Para Hernando Agudelo, Angola tem registado avanços consideráveis no sector , em relação aos últimos 15, porque houve um grande esforços das autoridades em investir no aumentar de hospitais e também de médicos.

Durante o Conselho Consultivo da Saúde foram estabelecidas novas metas para melhorar o Sistema Nacional de Saúde, como a criação de políticas para baixar o preço dos medicamentos e garantir maior eficiência na prestação dos serviços em todas unidades sanitárias do país.

A ministra Sílvia Lutucuta disse, durante o Conselho Consultivo, que para se alcançar a cobertura universal da saúde é necessário que se aumente o acesso aos medicamentos e produtos médicos para toda população.

Sílvia Lutucuta acrescentou que o objectivo é reduzir o preço, aumentar a transparência e a responsabilização. “Neste momento, deu-se início ao processo de compras agrupadas através da Plataforma do Sistema Nacional de Contratação Electrónica e a aquisição adicional às Agências das Nações Unidas, particularmente para os programas da Malária, Tuberculose, VIH-Sida, vacinas, medicamentos essenciais, produtos para os serviços de saúde reprodutiva e medicamentos para a Hipertensão e Diabetes”.

A ministra informou que, anualmente, o Ministério da Saúde vai passar a realizar concurso público de ingresso, sublinhando que para a motivação dos recursos humanos foram aprovados os Estatutos Remuneratórios das carreiras da saúde, que beneficiaram 44.615 profissionais.

O Conselho Consultivo serviu para dinamizar o diálogo e o intercâmbio entre gestores e profissionais do ramo de todo país, assim como a presença de responsáveis de outras instituições do Executivo e parceiros para o reforço da colaboração, a fim de materializar os compromissos do sector.

Outro pormenor de desenvolvimento no sector é a campanha lançada recentemente, “Nascer Livre para Brilhar”, liderada pela Primeira-Dama da República, Ana Dias Lourenço, que tem como foco a sensibilização das grávidas com VIH/Sida para aderirem ao teste e, consequentemente, ao corte vertical.

Instalação de novas tecnologias reduziu desvio de medicamentos

O desvio de medicamentos no país registou uma redução significativa, desde a implementação, há dois meses, do novo método de controlo e segurança, disse ontem o inspector-geral da Saúde, Miguel Oliveira.

Em declarações ao Jornal de Angola, o responsável admitiu que a diminuição do roubo de medicamento deveu-se a um conjunto de dispositivos instalados a nível desta cadeia para garantir o controlo eficaz, sublinhado que tão logo a implementação do novo processo de verificação não foi detectada qualquer desvio de fármacos.
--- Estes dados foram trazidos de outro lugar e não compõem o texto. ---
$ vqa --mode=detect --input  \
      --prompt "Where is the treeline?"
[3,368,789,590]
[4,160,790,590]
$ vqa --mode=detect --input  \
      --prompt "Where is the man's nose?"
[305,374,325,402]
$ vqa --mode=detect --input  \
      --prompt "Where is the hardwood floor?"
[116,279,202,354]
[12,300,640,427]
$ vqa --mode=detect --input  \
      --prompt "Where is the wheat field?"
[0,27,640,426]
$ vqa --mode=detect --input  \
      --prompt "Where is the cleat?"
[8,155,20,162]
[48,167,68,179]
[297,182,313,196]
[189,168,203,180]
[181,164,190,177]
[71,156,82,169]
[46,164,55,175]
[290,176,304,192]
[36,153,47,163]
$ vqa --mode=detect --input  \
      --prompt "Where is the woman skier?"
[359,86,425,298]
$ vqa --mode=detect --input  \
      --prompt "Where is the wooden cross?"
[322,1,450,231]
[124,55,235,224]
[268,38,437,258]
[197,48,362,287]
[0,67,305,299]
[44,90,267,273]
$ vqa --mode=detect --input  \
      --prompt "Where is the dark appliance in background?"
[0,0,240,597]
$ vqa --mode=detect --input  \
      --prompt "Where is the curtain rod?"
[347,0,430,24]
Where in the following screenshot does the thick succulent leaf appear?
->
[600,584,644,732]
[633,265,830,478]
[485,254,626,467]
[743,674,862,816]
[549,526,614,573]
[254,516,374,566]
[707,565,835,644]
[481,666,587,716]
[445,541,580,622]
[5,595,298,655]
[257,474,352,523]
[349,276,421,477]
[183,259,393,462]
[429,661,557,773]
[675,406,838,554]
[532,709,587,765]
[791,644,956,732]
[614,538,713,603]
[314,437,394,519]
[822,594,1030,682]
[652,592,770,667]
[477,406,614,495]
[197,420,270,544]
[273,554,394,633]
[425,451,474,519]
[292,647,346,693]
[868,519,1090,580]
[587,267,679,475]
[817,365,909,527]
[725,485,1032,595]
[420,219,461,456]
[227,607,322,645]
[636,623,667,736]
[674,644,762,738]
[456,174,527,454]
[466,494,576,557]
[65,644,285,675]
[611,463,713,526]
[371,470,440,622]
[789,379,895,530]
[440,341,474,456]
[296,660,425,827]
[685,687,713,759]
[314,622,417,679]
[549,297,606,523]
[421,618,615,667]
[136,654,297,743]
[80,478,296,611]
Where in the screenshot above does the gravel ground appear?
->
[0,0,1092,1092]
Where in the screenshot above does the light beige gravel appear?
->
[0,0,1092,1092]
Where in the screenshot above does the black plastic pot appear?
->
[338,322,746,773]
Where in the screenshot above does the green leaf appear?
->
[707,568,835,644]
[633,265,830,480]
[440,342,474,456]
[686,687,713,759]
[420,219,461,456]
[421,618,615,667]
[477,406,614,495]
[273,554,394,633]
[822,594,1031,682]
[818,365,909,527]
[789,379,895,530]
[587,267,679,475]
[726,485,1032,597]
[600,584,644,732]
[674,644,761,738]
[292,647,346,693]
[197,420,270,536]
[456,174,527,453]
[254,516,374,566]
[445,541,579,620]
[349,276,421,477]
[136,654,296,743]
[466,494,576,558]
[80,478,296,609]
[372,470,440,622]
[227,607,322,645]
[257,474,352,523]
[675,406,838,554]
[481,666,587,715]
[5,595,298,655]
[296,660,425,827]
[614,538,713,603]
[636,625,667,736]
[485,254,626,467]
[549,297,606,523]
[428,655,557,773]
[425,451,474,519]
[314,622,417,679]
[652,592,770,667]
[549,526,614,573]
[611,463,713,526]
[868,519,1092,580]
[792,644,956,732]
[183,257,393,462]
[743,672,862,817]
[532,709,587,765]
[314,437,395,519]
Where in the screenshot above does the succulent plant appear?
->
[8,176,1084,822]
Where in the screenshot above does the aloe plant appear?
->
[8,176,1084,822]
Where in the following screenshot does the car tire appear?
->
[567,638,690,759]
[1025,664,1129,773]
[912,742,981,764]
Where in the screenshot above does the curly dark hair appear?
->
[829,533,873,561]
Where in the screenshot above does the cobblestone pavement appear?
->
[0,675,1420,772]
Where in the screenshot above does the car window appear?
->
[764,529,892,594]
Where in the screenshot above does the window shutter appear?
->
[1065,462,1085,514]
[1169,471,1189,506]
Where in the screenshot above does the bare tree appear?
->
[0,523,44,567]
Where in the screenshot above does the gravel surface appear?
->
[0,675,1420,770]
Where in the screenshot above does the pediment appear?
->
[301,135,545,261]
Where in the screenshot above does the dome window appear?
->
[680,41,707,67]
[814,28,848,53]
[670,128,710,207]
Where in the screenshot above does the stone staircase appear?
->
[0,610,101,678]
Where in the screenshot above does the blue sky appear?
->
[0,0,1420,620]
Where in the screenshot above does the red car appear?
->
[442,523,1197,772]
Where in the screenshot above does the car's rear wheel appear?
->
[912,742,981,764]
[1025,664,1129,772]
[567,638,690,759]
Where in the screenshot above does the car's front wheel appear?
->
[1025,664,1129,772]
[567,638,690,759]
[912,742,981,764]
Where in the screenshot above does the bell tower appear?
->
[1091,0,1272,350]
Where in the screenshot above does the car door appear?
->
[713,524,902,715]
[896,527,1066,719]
Miguel Oliveira esclareceu que os medicamentos saídos do de-pósito central, foram encaminhados para províncias e, estes, por sua vez, fizeram chegar aos municípios e, consequentemente, as unidades sanitárias.

Apesar dos esforços no sentido de combater o mal, o inspector-geral da Saúde disse que, ainda assim, é necessário aprimorar outras medidas para os que cuidam da dispensa do depósito de medicamento. ” Não podemos dizer que, na sua totalidade, não haja eventual desvio. Estamos aqui a reafirmar que não foi detectada nenhum desvio neste processo de entrega, entre os distintos depósitos e armazéns “.

Sobre o aperfeiçoamento da gestão e da cadeia integrada de medicamentos, Miguel Oliveira considera preocupante a questão, esclarecendo que, para que haja o aval da saída do medicamento da Secoma para o nível provincial e municipal, há um conjunto de procedimentos instituídos que devem ser cumpridos.

Miguel Oliveira lembrou que antes mesmo de chegar na província e no armazém devem ser conferidos na presença de um inspector e de outros parceiros do SIC e só depois é conferido e encaminhado para o depósito provincial ou regional.

O inspector-geral da Saúde acrescentou que após este processo, começa-se a planificar o abastecimento da rede periférica, nomeadamente nos municípios e unidades sanitárias a nível municipal, centros e postos de saúde.

“Penso que essa questão desencadeia os procedimentos de investigação e permite aferir se o medicamento que saiu do depósito chegou ou não ao destino”, sustentou, afirmando que houve melhorias nos procedimentos de segurança e controlo nos depósitos centrais, provinciais e municipais.